You don't need a trials bike to do basic trials moves. If you just want to ride on / off of picnic tables and pedal kick gap stuff you can do that on pretty much any bike. I occasionally do so on my 40+ lb downhill 29er bike, although I avoid doing it too often as I already snapped one rear chainstay by the brake mounts. I am back on it more again though as my real trials bike is in for warranty repairs. If you get hydro disc brakes get saints or BB7 if mechanical. Not sure about rim brakes. For adjustable seatposts I am aware of, the raise black mamba has the most travel. Expect your bike to have a useful life of 1-2 years if its aluminum depending on the warranty, companies don't like covering more than one broken frame to the same customer in a one year period. If your going custom geo Triton makes some pretty sweet frames.






Short answer: You can do it but expect to break stuff and not do as big of moves as you could do on a real trials bike.


----------



## kitejumping (Sep 3, 2010)

car bone said:


> Btw what would happen if I had a full suspension bike and landed on the rear wheel with the brake locked from like 5-6ft? Would the bike break? Any particular design that would work better than the rest for my use? I'm not really planning on getting a fs bike, I think it will get expensive enough as it is.

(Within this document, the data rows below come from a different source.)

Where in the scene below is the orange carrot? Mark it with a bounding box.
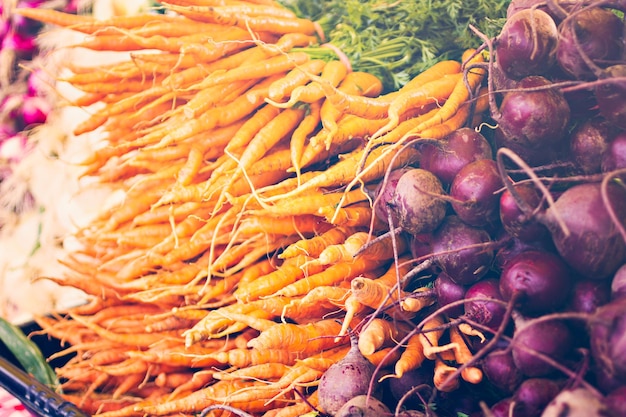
[280,225,360,259]
[449,326,483,384]
[247,319,346,354]
[290,99,322,184]
[248,188,368,218]
[210,348,302,368]
[371,72,463,139]
[271,255,390,298]
[234,254,325,302]
[418,314,457,360]
[393,332,427,378]
[357,318,412,356]
[273,59,349,107]
[267,59,327,102]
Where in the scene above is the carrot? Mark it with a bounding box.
[234,254,325,302]
[279,225,359,259]
[394,332,427,378]
[248,188,368,218]
[357,318,412,356]
[247,319,346,354]
[418,314,457,360]
[182,78,258,119]
[234,213,331,238]
[188,51,311,92]
[272,59,349,108]
[267,59,327,102]
[434,349,460,392]
[370,72,464,140]
[264,143,420,203]
[290,99,322,184]
[314,231,370,265]
[318,71,384,149]
[175,146,205,186]
[317,204,378,228]
[400,59,462,91]
[271,255,390,298]
[210,348,302,368]
[281,285,350,321]
[409,49,485,133]
[132,379,271,416]
[449,326,483,384]
[166,4,319,36]
[148,74,281,149]
[213,362,290,381]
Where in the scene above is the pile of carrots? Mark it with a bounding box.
[17,1,489,415]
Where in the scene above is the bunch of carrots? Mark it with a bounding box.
[16,1,489,415]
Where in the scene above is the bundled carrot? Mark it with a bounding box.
[18,0,494,415]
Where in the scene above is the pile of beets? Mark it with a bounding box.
[364,0,626,415]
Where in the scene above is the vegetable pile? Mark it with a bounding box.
[10,0,626,416]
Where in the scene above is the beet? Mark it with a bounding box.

If the chainstays are not braced by the disc brake tabs you will be more likely to if you do it a lot, you also might go through lots of suspension linkage bearings. If you take your trials riding seriously don't get a dually. The best fs bikes I have ridden trials on are slope bikes, due to their low standover and build quality, although you'll probably want to stick to a trials bike unless you also plan on doing a lot of dirt jumping / freeride / street.


----------